Army Aviation units and soldiers have been tested routinely in a variety of harsh operational environments over the past 16 years and through it all, have performed magnificently, Gayler said.
“However,” he added, “force structure reductions, increased global requirements, funding uncertainty and the requirement to train our forces to a higher level of preparedness raise concerns about the overall future readiness of Army Aviation.”
Challenges in Naval Air
Consistent, predictable funding is “absolutely required” to improve readiness and quality of service in naval aviation, Shoemaker said. “Then we must buy back the readiness we’ve lost from years of resource-constrained budgets.”
To illustrate the challenges, he discussed the deployments of West Coast-based aircraft carriers.
“We are meeting the combatant commanders’ requirement for ready, lethal carriers and air wings forward, but at a tremendous cost to the readiness of our forces at home,” he said.
He described a “shell game” in moving various jets to equip the USS Carl Vinson, USS Nimitz and USS Theodore Roosevelt for their deployments this year.
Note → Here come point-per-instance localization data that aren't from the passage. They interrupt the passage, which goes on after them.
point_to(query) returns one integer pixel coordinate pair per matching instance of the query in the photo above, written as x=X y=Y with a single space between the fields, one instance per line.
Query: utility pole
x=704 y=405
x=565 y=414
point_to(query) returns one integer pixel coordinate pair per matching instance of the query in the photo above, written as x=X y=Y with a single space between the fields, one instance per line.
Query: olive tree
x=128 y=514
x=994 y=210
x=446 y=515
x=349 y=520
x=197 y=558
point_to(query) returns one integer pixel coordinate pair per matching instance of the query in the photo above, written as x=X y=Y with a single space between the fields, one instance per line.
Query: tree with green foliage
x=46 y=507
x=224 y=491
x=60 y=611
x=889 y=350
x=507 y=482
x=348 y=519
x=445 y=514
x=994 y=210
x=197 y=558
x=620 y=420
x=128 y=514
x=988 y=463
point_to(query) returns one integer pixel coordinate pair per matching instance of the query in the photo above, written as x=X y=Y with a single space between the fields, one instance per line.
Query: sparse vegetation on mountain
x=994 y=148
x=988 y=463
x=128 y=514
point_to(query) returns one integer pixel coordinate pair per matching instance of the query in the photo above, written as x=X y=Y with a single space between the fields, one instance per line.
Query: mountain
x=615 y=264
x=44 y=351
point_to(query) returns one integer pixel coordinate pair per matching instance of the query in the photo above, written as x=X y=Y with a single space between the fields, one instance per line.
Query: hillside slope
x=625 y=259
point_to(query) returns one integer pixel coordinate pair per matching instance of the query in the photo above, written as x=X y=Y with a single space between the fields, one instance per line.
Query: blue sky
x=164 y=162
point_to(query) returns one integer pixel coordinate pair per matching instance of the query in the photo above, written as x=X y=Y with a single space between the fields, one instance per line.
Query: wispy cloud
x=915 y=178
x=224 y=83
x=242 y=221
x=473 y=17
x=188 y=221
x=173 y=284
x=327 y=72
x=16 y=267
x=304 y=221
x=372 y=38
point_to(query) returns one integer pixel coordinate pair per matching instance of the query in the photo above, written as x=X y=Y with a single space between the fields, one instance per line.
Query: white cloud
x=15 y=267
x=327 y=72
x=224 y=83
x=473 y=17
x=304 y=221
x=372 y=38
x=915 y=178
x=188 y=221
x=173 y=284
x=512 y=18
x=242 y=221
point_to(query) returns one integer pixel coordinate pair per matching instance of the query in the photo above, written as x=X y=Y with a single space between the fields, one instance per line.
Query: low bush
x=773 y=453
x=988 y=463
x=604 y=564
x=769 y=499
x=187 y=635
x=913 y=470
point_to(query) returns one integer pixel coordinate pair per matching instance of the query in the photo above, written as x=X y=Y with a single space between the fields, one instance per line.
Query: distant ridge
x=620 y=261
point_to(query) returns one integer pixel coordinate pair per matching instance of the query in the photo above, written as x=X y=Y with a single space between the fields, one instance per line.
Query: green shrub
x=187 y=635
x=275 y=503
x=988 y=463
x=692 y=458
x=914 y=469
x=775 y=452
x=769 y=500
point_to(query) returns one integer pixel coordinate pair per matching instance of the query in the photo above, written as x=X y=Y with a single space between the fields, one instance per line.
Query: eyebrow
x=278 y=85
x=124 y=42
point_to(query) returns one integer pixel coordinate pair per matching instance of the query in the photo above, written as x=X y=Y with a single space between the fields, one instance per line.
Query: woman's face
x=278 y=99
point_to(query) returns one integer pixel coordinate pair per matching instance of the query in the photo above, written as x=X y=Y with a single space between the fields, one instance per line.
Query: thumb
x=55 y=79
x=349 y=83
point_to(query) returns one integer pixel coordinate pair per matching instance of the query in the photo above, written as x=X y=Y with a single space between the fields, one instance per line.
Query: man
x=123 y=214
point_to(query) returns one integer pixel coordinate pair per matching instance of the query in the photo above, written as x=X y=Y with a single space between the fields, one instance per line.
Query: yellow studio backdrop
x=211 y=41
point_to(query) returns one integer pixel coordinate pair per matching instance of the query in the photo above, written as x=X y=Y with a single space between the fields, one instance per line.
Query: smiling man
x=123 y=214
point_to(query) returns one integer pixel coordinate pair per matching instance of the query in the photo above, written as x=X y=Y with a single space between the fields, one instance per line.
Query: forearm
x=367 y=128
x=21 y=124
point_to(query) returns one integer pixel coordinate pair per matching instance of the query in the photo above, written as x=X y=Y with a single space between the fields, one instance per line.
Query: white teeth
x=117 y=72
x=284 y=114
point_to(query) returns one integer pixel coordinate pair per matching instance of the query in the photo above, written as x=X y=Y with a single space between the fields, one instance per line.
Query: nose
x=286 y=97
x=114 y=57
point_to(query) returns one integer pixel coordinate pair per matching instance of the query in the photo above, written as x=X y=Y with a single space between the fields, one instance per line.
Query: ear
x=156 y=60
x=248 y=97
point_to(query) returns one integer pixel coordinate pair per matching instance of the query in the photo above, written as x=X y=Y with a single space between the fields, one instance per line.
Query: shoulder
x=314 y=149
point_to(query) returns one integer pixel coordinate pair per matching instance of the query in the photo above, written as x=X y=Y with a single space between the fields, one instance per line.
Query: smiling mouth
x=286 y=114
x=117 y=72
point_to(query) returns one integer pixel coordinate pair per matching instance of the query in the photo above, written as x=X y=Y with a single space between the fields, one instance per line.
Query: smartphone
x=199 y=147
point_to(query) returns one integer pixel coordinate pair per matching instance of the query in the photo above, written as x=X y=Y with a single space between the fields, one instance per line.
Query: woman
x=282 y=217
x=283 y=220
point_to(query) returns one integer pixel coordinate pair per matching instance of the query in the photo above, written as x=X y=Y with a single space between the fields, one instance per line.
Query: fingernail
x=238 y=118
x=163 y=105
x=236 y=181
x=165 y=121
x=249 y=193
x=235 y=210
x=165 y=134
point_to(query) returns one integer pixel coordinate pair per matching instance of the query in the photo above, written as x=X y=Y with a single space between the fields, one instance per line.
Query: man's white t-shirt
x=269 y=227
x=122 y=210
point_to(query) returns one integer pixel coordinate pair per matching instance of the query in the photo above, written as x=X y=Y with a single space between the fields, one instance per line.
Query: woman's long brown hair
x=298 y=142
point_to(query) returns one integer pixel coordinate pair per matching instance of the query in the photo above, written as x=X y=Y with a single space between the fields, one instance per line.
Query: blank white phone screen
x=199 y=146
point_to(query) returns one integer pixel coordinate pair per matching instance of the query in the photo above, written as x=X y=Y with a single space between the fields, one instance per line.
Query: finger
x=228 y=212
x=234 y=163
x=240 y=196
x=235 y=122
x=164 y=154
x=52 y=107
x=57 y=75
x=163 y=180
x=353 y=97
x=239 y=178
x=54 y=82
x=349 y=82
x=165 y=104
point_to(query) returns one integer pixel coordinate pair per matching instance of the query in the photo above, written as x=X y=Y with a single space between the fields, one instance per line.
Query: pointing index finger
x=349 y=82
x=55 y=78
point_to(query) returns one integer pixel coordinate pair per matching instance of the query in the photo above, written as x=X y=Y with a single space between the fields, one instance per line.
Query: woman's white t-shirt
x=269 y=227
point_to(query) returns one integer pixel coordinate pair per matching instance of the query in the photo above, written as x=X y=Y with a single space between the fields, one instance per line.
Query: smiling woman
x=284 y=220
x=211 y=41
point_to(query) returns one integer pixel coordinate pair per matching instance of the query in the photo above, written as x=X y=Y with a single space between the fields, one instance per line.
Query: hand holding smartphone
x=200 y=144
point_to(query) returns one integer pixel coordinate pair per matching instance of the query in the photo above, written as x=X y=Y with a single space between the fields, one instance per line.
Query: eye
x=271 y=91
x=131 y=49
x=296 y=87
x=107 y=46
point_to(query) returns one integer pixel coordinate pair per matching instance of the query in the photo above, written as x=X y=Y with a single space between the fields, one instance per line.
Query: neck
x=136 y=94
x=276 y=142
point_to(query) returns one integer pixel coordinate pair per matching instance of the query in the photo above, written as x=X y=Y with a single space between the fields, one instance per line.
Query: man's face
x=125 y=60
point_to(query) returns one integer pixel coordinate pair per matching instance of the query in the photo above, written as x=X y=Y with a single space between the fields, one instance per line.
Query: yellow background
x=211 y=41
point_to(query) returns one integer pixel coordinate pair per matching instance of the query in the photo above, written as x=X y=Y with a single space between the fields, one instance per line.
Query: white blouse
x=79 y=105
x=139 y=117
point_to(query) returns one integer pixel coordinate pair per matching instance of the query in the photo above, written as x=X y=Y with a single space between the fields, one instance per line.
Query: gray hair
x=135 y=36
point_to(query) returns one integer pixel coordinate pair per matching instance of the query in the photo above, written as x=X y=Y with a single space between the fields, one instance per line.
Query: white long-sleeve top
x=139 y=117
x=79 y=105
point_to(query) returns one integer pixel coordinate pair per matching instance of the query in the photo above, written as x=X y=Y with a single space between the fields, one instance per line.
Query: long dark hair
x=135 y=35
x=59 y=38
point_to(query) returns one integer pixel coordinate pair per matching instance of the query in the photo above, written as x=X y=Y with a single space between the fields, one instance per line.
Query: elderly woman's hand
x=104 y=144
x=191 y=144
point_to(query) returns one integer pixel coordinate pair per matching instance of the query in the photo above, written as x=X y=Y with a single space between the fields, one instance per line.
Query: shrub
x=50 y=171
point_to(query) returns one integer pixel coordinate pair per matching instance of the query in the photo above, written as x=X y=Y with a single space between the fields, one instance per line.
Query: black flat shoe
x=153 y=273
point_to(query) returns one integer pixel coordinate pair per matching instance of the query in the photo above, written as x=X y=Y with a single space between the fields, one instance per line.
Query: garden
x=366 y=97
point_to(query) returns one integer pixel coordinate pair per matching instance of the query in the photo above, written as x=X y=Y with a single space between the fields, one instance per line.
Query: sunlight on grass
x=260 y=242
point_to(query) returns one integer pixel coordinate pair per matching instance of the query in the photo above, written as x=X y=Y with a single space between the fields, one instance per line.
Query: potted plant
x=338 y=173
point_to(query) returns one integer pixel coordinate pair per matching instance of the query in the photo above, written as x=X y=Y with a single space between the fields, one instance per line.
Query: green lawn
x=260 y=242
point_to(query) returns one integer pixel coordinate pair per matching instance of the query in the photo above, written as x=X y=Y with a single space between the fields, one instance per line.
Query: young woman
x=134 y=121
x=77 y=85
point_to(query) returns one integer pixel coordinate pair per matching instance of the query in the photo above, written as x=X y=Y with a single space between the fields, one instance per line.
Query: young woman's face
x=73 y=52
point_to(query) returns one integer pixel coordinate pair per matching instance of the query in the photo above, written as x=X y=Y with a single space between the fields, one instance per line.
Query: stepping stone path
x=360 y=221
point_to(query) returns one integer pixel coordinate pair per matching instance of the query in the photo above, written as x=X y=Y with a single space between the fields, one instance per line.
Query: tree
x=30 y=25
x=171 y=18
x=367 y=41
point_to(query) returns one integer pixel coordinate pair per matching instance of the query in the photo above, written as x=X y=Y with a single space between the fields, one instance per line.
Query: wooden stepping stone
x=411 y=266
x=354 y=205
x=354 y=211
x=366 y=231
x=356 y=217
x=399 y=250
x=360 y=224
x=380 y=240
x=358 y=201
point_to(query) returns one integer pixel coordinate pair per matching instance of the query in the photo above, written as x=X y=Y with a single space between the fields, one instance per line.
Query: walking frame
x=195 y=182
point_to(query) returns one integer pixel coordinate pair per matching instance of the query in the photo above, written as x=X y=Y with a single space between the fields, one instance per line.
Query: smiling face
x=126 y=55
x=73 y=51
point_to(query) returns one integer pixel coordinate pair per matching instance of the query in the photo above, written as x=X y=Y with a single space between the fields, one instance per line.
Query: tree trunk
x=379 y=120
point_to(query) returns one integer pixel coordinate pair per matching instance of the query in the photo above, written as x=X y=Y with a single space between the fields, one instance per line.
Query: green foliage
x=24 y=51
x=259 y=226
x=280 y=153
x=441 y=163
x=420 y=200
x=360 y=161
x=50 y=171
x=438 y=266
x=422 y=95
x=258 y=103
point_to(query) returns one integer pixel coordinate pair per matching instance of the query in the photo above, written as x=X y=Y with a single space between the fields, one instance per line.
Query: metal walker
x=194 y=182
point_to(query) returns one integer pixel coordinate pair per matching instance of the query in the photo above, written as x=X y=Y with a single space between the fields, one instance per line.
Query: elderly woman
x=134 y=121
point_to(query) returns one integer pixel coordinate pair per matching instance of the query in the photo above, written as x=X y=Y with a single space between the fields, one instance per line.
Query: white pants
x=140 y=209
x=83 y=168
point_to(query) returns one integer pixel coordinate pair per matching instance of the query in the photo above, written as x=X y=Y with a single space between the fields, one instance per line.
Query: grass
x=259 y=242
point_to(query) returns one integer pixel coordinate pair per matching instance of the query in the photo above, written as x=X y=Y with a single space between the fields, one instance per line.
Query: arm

Once those jets are moved, non-deployed squadrons are left without an adequate number of assets to keep the aviators proficient and progressing toward career qualifications, he explained.
That has detrimental impacts on retention and experience levels, he said. In addition, parts had to be cannibalized from other jets, and hundreds of sailors had to be temporarily reassigned or have their sea duty extended.
Nation’s expeditionary force in readiness
Marine aviation readiness is improving, but fragile, Rudder saidThe readiness recovery of the Marine Corps lies in modernization and repair, he told the panel. He reiterated the need for consistent funding, and he highlighted the work of the men and women of the force who serve around the globe.
“The Marine Corps continues to be the nation’s expeditionary force in readiness, and Marine Aviation is prepared to surge and fight wherever you ask them to,” Rudder said.